Bengaluru-based LiteFold launched an AI platform called Rosalind to unblock computational biologists in drug discovery. Founder Anindyadeep Sannigrahi noticed these biologists spend significant time building their own software tools before even starting research. LiteFold claims its "AI co-scientist" can run hundreds of drug hypotheses in parallel, dramatically speeding up the early stages of therapeutic development.
Sannigrahi began work on protein folding in 2025, just a year after the Nobel Prize recognized breakthroughs in computational protein design. He built the initial tech at Lossfunk's AI residency, connecting with co-founder Cory Kornowicz via X before officially launching LiteFold in 2025.
LiteFold will focus on scaling Rosalind's capacity to test "hundreds of hypotheses in parallel" for therapeutic design.
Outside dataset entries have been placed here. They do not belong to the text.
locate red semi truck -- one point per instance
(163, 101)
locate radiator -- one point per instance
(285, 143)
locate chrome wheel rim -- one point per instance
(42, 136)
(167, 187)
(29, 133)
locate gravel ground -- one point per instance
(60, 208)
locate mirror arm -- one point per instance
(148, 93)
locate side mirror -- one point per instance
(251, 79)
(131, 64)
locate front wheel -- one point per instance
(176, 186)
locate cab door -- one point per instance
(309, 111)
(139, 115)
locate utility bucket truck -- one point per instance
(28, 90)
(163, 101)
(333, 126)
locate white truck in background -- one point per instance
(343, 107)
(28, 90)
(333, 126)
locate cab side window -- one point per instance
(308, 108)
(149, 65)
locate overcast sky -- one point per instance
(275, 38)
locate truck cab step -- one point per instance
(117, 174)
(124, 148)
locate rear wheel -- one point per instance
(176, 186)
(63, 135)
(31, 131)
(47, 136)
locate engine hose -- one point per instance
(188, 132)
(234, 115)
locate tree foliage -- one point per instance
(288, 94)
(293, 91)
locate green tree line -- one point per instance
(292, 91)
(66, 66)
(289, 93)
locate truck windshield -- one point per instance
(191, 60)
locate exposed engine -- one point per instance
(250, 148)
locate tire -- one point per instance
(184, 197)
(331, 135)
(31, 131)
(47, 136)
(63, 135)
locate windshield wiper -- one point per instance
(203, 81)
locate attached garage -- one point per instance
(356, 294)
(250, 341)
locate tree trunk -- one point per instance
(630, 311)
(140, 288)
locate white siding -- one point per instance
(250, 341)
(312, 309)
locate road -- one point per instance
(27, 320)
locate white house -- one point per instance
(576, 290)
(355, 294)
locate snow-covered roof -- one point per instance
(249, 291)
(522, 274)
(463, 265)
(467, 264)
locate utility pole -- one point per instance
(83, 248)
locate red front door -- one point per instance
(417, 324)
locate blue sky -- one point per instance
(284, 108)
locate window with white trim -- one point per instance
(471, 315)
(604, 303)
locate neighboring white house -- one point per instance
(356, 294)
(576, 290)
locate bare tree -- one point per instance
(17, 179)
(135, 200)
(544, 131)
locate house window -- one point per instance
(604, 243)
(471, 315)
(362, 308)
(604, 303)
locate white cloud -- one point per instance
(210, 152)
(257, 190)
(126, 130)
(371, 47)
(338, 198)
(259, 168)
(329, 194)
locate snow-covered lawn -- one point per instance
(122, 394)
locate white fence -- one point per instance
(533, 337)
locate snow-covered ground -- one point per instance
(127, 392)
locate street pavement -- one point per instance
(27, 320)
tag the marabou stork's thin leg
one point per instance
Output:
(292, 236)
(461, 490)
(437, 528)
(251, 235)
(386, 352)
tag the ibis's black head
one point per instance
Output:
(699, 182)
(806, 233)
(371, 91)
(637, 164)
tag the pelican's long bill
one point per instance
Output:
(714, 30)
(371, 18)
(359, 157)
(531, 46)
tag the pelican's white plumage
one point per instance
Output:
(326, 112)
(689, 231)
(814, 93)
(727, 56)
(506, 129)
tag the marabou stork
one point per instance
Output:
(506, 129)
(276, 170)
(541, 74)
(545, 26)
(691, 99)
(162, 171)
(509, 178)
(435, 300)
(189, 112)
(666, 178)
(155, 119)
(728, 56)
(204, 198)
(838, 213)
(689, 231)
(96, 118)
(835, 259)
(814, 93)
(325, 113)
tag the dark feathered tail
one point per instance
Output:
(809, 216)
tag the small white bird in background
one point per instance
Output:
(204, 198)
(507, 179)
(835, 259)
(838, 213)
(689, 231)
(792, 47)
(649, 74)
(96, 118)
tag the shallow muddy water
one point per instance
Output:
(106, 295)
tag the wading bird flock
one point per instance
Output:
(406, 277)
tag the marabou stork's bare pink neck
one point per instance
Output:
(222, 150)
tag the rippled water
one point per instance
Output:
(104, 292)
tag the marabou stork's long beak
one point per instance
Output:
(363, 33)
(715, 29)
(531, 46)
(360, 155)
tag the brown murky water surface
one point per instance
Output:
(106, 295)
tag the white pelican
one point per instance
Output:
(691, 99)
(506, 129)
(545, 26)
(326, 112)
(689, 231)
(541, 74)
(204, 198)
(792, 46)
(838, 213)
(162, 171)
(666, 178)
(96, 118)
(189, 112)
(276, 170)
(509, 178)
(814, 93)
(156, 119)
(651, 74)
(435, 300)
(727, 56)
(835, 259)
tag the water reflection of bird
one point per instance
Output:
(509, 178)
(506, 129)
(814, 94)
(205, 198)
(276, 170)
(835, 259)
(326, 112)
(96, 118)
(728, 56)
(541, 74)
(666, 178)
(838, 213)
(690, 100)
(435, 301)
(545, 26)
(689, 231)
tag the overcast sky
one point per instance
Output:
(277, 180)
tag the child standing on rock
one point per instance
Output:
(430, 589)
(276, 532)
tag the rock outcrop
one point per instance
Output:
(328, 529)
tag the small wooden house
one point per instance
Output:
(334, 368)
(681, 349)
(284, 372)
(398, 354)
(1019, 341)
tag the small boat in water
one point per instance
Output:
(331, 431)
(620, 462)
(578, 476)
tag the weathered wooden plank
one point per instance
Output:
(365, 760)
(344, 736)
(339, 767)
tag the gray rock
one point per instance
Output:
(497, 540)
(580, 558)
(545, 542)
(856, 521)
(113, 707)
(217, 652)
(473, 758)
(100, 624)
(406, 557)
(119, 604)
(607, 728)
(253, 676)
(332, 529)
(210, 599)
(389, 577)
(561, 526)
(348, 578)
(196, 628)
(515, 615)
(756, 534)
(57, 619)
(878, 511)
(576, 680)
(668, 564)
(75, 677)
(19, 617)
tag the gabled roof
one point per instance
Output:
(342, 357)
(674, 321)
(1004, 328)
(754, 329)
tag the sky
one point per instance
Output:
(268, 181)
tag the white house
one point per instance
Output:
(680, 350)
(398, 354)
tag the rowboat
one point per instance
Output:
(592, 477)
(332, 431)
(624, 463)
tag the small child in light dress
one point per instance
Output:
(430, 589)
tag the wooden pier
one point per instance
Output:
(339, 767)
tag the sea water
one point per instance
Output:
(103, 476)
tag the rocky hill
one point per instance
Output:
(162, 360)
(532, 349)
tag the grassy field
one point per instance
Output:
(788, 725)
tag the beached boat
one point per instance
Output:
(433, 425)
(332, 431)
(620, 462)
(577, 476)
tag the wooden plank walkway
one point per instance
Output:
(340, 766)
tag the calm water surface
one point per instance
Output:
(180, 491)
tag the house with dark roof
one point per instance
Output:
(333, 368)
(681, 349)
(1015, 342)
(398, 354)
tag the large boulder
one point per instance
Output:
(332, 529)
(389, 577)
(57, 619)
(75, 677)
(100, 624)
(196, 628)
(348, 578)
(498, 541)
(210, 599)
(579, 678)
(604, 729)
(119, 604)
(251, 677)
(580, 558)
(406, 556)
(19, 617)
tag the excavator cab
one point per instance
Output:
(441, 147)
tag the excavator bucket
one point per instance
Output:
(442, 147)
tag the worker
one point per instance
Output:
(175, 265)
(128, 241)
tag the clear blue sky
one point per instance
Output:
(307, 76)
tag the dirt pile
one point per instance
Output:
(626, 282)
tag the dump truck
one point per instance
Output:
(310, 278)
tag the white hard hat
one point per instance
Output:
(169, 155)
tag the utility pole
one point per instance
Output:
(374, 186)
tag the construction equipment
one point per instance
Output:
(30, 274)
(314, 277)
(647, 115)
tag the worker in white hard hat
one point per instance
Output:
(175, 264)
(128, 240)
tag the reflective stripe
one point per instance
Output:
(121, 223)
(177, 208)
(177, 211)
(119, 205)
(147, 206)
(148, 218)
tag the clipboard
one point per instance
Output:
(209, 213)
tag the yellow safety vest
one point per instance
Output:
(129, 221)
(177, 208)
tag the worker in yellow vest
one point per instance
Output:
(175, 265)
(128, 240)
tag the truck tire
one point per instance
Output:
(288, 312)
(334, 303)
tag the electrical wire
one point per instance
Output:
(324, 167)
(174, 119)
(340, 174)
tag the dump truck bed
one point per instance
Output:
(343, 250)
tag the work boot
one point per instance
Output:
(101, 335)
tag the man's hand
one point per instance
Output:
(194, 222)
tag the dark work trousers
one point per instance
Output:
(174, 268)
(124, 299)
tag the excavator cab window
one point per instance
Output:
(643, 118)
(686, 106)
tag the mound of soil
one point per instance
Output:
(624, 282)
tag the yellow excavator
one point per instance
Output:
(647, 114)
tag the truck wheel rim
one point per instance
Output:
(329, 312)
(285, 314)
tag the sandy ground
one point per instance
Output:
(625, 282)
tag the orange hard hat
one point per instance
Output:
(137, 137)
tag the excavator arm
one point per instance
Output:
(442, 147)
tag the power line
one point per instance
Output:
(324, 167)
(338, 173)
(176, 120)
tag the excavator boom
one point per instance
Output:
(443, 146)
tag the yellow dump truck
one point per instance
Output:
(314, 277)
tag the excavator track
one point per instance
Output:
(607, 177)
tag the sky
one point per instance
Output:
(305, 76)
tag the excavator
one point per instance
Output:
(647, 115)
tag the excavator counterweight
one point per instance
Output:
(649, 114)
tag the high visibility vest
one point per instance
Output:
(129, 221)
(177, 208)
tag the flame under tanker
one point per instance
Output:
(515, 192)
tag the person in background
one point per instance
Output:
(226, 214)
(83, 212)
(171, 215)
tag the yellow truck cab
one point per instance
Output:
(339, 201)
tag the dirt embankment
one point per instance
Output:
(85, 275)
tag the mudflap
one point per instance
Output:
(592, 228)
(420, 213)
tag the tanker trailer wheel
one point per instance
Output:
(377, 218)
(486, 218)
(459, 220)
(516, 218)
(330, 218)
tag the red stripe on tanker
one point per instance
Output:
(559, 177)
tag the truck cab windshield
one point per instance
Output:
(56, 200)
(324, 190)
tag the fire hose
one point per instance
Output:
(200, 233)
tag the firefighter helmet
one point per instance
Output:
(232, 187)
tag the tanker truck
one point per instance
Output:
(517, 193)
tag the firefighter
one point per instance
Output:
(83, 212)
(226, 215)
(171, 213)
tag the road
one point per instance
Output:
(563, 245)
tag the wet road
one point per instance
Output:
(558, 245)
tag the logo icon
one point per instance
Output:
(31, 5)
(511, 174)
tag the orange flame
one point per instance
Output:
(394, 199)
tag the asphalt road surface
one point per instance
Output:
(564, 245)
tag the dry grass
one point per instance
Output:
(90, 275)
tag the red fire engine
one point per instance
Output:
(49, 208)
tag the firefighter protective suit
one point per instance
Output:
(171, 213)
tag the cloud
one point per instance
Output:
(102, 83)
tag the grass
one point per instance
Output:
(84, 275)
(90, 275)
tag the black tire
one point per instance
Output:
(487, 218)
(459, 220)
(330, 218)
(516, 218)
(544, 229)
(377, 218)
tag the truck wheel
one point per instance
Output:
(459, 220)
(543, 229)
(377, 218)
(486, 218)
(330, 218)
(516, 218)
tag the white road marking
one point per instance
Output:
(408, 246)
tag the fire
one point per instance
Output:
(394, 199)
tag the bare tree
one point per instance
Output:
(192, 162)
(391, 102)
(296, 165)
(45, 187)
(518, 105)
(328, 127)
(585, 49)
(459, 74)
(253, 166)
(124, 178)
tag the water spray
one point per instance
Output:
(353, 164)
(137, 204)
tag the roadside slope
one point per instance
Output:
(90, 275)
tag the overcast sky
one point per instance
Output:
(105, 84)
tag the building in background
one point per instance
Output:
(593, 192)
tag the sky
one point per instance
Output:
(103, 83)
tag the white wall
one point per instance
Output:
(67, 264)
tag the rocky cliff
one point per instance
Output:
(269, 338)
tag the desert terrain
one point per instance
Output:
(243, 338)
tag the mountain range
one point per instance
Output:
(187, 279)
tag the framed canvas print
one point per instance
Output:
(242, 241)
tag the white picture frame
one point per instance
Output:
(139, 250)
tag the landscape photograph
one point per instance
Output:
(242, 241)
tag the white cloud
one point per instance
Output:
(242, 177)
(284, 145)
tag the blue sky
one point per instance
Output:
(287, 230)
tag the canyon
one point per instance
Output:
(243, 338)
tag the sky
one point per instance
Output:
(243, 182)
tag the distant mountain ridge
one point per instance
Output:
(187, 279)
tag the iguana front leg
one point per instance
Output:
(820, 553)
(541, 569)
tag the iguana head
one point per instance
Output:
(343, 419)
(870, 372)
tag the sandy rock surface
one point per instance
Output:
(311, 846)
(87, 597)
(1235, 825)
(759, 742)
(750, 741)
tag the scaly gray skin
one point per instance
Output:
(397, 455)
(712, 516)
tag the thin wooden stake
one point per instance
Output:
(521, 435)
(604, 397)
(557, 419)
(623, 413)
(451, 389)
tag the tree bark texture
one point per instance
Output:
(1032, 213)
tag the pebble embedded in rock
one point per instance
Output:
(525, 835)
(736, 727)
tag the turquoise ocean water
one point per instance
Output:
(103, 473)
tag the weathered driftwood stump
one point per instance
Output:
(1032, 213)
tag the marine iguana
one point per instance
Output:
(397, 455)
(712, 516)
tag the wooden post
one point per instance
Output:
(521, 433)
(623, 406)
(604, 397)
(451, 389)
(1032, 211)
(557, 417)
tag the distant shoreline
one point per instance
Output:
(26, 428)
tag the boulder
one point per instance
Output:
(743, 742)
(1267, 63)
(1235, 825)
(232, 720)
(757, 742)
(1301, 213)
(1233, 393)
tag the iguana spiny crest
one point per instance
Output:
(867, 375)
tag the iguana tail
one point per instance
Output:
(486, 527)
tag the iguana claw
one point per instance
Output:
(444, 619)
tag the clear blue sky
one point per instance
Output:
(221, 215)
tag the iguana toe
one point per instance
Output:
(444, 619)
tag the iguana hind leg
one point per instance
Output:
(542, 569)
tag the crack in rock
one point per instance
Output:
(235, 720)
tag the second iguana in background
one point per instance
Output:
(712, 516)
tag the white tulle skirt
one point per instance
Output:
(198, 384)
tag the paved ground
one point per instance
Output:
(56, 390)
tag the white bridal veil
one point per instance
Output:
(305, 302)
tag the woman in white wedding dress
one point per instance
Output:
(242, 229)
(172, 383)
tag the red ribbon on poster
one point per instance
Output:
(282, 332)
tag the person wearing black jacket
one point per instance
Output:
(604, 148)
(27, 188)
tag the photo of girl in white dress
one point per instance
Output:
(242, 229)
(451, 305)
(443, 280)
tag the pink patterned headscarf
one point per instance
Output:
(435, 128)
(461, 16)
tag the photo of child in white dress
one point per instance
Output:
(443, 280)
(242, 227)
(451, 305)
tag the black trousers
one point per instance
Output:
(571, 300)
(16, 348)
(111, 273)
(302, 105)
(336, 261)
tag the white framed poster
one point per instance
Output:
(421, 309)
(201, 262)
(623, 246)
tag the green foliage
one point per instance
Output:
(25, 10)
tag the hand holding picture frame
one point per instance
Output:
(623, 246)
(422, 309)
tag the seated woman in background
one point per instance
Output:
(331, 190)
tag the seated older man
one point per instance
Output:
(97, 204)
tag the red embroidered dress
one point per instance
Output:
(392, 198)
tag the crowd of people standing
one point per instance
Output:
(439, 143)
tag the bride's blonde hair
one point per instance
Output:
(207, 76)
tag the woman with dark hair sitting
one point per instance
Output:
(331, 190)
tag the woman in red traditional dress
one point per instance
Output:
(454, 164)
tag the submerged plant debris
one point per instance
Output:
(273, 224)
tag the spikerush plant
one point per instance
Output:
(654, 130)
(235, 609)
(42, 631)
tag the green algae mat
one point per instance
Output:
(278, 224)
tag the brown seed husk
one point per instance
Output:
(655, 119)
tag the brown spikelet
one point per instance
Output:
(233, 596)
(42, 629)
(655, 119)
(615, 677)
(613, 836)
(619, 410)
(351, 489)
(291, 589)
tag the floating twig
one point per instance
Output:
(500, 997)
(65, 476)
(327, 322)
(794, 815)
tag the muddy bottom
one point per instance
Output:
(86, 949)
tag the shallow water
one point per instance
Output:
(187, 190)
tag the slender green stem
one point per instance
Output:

Expect LiteFold to demonstrate specific use cases for Rosalind in therapeutic design within the next 12-18 months, validating its "AI co-scientist" claims.
🇮🇳 Why This Matters for India
For the emerging biotech startups and computational biologists in Hyderabad and Pune, LiteFold offers a direct pathway to accelerate drug discovery without building proprietary tools from scratch.
The Take
LiteFold correctly identified that the real bottleneck in computational biology is the lack of robust, integrated software tooling. This "IDE for computational biologists" approach will likely see faster adoption than pure discovery platforms, particularly within cash-strapped early-stage biotech labs.